OpenOffice’s Language Tool: Another Open Source Grammar Checker
OpenOffice started its life as StarOffice, a program developed by Sun Microsystems. StarOffice still exists, but the open source community expanded upon the features offered by Sun’s original program. The word processor only comes with a built-in spell checker. The most popular open source office suite does not include a true grammar checker at this time.
The OpenOffice Wiki provides links to an extension called Language Tool. A user must have Sun’s Java run time libraries installed on his computer in order to install this extension. Clicking on the file after the user downloads it launches the Write application. If the Write application is already running when a user downloads the Language Tool grammar checking software, the user may need to restart the office suite to get the full benefits of the program.

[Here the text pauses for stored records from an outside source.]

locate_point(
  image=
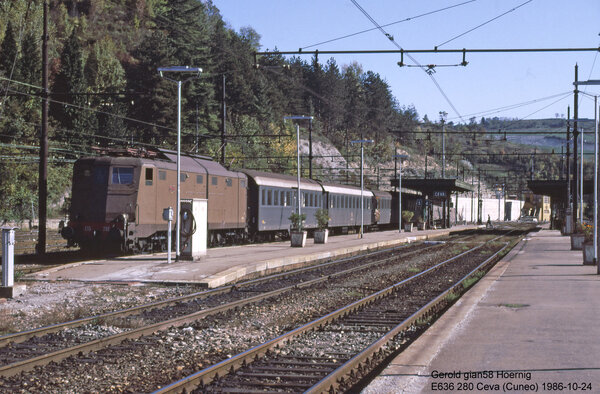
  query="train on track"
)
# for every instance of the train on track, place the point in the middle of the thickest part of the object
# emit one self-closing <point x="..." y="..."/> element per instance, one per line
<point x="118" y="198"/>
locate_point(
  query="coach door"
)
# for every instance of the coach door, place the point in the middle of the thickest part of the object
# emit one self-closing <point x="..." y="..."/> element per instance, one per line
<point x="147" y="196"/>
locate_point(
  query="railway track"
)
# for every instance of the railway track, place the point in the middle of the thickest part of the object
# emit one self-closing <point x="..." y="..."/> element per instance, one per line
<point x="334" y="352"/>
<point x="25" y="350"/>
<point x="156" y="323"/>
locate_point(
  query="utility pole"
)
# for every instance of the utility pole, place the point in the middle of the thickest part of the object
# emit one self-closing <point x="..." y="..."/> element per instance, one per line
<point x="223" y="124"/>
<point x="569" y="207"/>
<point x="310" y="148"/>
<point x="43" y="168"/>
<point x="443" y="120"/>
<point x="575" y="137"/>
<point x="479" y="198"/>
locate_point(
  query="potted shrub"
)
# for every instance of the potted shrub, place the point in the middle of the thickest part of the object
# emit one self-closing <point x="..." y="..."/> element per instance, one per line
<point x="407" y="217"/>
<point x="577" y="237"/>
<point x="420" y="223"/>
<point x="297" y="233"/>
<point x="588" y="244"/>
<point x="322" y="217"/>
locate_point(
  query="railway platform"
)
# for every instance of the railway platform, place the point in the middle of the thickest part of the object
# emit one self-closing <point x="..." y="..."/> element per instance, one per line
<point x="531" y="324"/>
<point x="229" y="264"/>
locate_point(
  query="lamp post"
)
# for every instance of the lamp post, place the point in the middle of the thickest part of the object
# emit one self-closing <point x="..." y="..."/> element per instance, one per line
<point x="443" y="115"/>
<point x="596" y="148"/>
<point x="362" y="211"/>
<point x="194" y="72"/>
<point x="401" y="157"/>
<point x="581" y="181"/>
<point x="298" y="117"/>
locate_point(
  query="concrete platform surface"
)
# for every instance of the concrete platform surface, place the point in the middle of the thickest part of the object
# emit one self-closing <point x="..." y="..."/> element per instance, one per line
<point x="531" y="324"/>
<point x="228" y="264"/>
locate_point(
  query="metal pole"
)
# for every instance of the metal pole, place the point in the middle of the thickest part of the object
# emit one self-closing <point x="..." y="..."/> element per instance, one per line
<point x="298" y="163"/>
<point x="596" y="183"/>
<point x="361" y="191"/>
<point x="43" y="167"/>
<point x="400" y="198"/>
<point x="8" y="257"/>
<point x="569" y="208"/>
<point x="443" y="151"/>
<point x="178" y="208"/>
<point x="575" y="135"/>
<point x="581" y="182"/>
<point x="223" y="124"/>
<point x="310" y="149"/>
<point x="479" y="199"/>
<point x="169" y="235"/>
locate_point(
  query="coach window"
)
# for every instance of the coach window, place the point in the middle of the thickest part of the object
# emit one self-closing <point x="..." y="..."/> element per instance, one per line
<point x="100" y="175"/>
<point x="122" y="175"/>
<point x="149" y="174"/>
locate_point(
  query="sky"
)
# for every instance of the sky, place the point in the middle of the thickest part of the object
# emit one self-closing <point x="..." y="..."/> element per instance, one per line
<point x="492" y="84"/>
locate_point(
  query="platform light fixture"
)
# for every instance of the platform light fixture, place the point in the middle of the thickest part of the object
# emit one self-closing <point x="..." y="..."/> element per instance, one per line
<point x="191" y="73"/>
<point x="594" y="82"/>
<point x="400" y="159"/>
<point x="362" y="202"/>
<point x="298" y="117"/>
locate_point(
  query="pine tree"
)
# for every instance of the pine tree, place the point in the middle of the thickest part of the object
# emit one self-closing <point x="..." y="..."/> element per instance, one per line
<point x="72" y="110"/>
<point x="9" y="53"/>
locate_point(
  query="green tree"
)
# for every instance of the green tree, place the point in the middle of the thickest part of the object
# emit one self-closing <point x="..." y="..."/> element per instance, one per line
<point x="9" y="54"/>
<point x="72" y="111"/>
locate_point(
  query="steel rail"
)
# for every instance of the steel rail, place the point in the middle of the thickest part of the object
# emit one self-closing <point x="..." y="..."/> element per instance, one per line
<point x="224" y="367"/>
<point x="37" y="332"/>
<point x="29" y="364"/>
<point x="332" y="382"/>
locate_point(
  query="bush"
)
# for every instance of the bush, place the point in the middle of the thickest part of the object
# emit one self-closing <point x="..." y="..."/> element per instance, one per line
<point x="322" y="216"/>
<point x="297" y="221"/>
<point x="407" y="216"/>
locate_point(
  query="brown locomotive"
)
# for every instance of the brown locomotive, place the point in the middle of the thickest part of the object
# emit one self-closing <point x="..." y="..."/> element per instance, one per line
<point x="118" y="200"/>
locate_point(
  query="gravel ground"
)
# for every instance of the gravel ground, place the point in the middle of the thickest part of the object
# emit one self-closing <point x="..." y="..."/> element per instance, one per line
<point x="172" y="354"/>
<point x="45" y="303"/>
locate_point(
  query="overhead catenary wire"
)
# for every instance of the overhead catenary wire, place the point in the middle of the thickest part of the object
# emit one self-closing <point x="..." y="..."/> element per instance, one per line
<point x="389" y="24"/>
<point x="391" y="38"/>
<point x="14" y="63"/>
<point x="484" y="23"/>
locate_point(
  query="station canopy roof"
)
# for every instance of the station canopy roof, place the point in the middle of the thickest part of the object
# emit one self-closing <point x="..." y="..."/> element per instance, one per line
<point x="436" y="187"/>
<point x="557" y="189"/>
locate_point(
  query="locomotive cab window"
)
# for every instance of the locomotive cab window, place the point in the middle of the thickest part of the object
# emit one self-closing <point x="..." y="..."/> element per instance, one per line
<point x="122" y="175"/>
<point x="149" y="175"/>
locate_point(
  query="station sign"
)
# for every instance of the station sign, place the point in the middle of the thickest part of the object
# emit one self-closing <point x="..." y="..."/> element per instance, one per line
<point x="440" y="194"/>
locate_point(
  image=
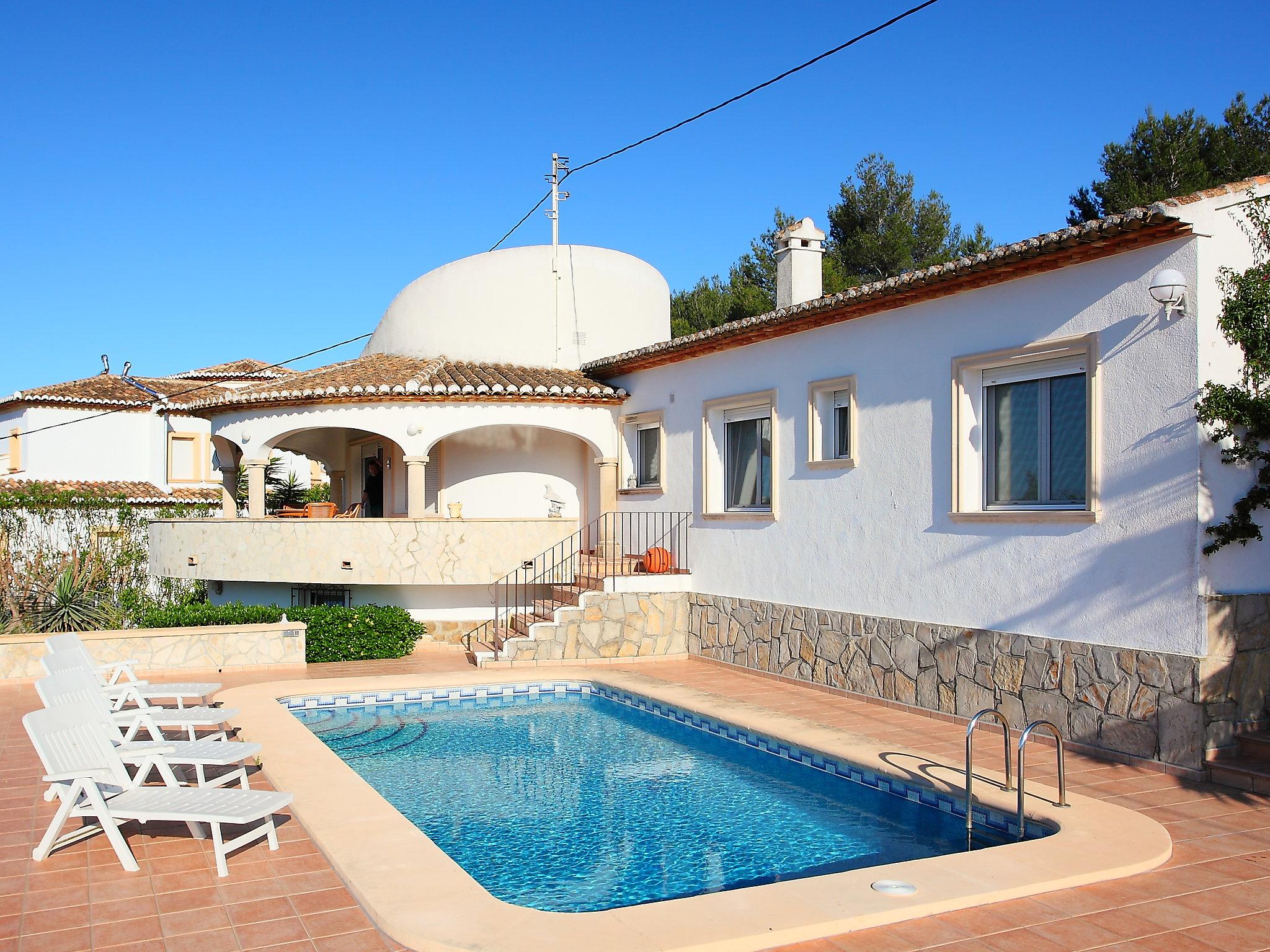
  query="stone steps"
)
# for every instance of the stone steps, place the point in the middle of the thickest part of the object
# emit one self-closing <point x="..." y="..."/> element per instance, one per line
<point x="1251" y="774"/>
<point x="1254" y="746"/>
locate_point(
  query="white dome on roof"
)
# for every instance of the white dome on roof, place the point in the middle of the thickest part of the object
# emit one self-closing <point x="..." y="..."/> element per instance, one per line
<point x="498" y="307"/>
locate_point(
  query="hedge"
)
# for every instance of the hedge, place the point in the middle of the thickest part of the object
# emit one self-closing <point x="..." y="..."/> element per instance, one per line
<point x="334" y="633"/>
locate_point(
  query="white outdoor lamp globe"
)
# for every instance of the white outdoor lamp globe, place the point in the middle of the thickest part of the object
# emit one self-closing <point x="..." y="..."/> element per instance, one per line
<point x="1169" y="287"/>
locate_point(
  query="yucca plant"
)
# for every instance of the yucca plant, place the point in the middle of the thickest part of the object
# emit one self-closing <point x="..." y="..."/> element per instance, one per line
<point x="74" y="597"/>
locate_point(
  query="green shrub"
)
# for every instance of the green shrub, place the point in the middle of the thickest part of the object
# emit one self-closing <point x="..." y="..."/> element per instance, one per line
<point x="334" y="633"/>
<point x="206" y="614"/>
<point x="357" y="633"/>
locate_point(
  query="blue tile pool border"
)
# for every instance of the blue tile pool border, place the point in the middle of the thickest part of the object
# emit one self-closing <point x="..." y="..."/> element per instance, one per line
<point x="988" y="819"/>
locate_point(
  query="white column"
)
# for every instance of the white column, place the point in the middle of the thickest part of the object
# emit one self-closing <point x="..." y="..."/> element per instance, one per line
<point x="415" y="494"/>
<point x="229" y="491"/>
<point x="609" y="541"/>
<point x="255" y="488"/>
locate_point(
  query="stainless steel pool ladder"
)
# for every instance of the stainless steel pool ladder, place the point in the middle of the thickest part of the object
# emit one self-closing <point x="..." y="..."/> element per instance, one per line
<point x="1062" y="775"/>
<point x="969" y="757"/>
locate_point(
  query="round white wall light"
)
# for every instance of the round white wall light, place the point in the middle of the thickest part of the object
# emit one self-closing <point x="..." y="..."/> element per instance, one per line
<point x="893" y="888"/>
<point x="1169" y="287"/>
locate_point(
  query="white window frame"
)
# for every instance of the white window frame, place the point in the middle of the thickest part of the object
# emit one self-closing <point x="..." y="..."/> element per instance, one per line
<point x="972" y="376"/>
<point x="716" y="415"/>
<point x="822" y="407"/>
<point x="629" y="466"/>
<point x="196" y="456"/>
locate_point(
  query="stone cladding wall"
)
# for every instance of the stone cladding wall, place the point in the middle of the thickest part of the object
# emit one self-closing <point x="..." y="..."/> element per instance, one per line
<point x="1134" y="702"/>
<point x="609" y="625"/>
<point x="171" y="649"/>
<point x="1235" y="678"/>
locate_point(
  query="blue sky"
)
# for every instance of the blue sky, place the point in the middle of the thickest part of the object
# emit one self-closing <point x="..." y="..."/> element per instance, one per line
<point x="184" y="184"/>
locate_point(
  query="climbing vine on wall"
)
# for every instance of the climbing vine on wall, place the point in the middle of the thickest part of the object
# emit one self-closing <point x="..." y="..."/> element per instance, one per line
<point x="1238" y="414"/>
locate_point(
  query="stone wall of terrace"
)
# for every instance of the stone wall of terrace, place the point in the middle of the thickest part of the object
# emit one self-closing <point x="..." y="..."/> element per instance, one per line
<point x="609" y="625"/>
<point x="1134" y="702"/>
<point x="350" y="551"/>
<point x="213" y="646"/>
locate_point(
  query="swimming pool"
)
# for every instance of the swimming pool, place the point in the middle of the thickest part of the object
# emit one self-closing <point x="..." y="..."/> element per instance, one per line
<point x="580" y="798"/>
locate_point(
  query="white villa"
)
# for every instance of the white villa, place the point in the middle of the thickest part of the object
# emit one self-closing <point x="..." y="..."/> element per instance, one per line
<point x="978" y="484"/>
<point x="127" y="439"/>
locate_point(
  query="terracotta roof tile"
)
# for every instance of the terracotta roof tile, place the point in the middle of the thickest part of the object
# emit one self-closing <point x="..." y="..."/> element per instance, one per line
<point x="247" y="368"/>
<point x="120" y="392"/>
<point x="394" y="377"/>
<point x="133" y="491"/>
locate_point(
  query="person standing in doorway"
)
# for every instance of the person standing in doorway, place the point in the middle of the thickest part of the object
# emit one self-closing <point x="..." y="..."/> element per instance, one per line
<point x="373" y="490"/>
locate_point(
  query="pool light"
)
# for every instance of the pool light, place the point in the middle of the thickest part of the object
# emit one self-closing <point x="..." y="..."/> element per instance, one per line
<point x="893" y="888"/>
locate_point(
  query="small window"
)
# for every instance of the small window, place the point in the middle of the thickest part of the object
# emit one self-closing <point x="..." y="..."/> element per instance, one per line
<point x="748" y="459"/>
<point x="832" y="416"/>
<point x="648" y="466"/>
<point x="183" y="457"/>
<point x="13" y="452"/>
<point x="641" y="459"/>
<point x="1025" y="436"/>
<point x="1036" y="428"/>
<point x="310" y="596"/>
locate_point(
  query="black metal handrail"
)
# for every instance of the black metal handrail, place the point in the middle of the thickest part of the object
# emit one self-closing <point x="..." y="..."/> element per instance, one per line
<point x="614" y="544"/>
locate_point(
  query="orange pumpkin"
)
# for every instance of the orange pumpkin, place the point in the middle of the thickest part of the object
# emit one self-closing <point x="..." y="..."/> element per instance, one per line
<point x="658" y="560"/>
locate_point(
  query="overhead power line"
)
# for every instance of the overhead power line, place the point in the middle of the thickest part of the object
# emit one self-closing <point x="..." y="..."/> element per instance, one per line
<point x="191" y="390"/>
<point x="716" y="108"/>
<point x="628" y="148"/>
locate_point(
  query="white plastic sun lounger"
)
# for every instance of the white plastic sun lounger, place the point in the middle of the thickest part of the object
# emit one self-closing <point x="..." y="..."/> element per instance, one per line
<point x="92" y="781"/>
<point x="73" y="689"/>
<point x="187" y="719"/>
<point x="69" y="650"/>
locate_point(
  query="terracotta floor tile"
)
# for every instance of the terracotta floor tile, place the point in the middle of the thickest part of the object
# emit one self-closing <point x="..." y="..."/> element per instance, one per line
<point x="1233" y="935"/>
<point x="353" y="942"/>
<point x="55" y="919"/>
<point x="271" y="932"/>
<point x="55" y="899"/>
<point x="337" y="922"/>
<point x="1023" y="941"/>
<point x="1077" y="933"/>
<point x="259" y="910"/>
<point x="214" y="941"/>
<point x="120" y="909"/>
<point x="66" y="941"/>
<point x="323" y="901"/>
<point x="184" y="901"/>
<point x="193" y="920"/>
<point x="121" y="933"/>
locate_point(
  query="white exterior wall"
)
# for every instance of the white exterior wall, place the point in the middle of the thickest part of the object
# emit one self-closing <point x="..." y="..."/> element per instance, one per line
<point x="500" y="307"/>
<point x="122" y="446"/>
<point x="505" y="472"/>
<point x="424" y="602"/>
<point x="1235" y="569"/>
<point x="878" y="539"/>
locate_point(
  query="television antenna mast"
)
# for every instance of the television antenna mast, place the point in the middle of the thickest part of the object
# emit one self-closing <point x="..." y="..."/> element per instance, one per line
<point x="558" y="174"/>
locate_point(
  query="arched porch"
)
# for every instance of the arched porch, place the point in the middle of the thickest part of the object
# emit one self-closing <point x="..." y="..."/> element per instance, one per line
<point x="441" y="460"/>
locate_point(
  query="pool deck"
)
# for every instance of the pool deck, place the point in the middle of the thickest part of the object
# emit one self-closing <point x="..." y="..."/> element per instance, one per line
<point x="1214" y="892"/>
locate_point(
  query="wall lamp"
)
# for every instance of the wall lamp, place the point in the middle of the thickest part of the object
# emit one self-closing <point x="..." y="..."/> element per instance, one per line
<point x="1169" y="287"/>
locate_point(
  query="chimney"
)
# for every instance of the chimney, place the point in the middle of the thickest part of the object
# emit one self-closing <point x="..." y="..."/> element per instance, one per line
<point x="798" y="263"/>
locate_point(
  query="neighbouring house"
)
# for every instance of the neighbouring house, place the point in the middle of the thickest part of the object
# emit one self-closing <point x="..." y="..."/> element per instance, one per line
<point x="146" y="451"/>
<point x="977" y="484"/>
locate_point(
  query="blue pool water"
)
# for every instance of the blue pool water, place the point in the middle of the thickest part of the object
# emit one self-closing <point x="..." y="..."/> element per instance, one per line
<point x="577" y="803"/>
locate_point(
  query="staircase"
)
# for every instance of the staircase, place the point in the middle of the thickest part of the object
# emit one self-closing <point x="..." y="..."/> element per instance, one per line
<point x="584" y="563"/>
<point x="1245" y="765"/>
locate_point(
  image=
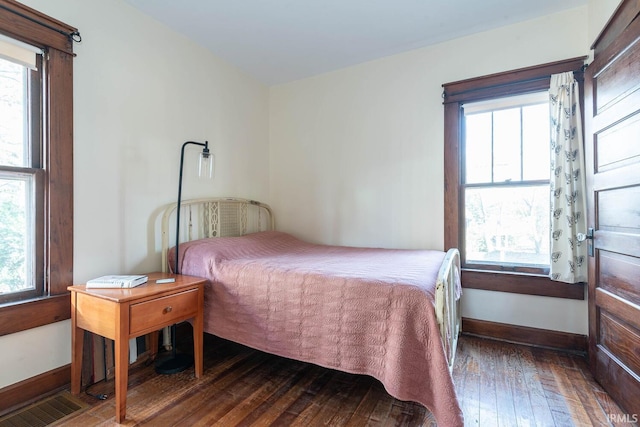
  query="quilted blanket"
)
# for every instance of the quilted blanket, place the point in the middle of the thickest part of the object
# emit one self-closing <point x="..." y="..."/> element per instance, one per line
<point x="359" y="310"/>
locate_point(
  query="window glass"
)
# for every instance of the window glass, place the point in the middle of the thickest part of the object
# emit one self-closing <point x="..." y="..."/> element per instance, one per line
<point x="17" y="181"/>
<point x="507" y="225"/>
<point x="506" y="184"/>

The language tool does not make itself available for usage immediately. A user must go to the tools manual to select the extensions. When he runs the spell checker, he can choose to select to check spelling and grammar at the same time. He can run the language tool individually or use it as part of his spell checking routine.
After the Deadline: An Open Source Grammar Checker Tool for the Web
After the Deadline is a Firefox add-on that can check for simple grammar errors. It does not let the user know if he uses run-on sentences or if he used passive voice when he should have used the active voice. While using the passive voice over the active voice is not technically incorrect, it is something frowned upon by the classic book The Elements of Style. After the Deadline works as a way to double-check posts before submitting on the Internet. Google’s toolbar allows a user to check spelling on a number of browsers. Even less popular browsers, like Epiphany, Opera and Safari can use the Google Toolbar. Not all of these browsers have Linux versions yet.
No grammar or spelling checker can spot every mistake a human makes. While the tools listed here can help the user here, proofreading by one or more sets of human eyes will always be necessary. They can help a user think about potential problem areas in his writing. Software choices for attention sometimes cause a person to think about whether an item underlined is the result of a mistake or a limitation of the open source grammar checking software.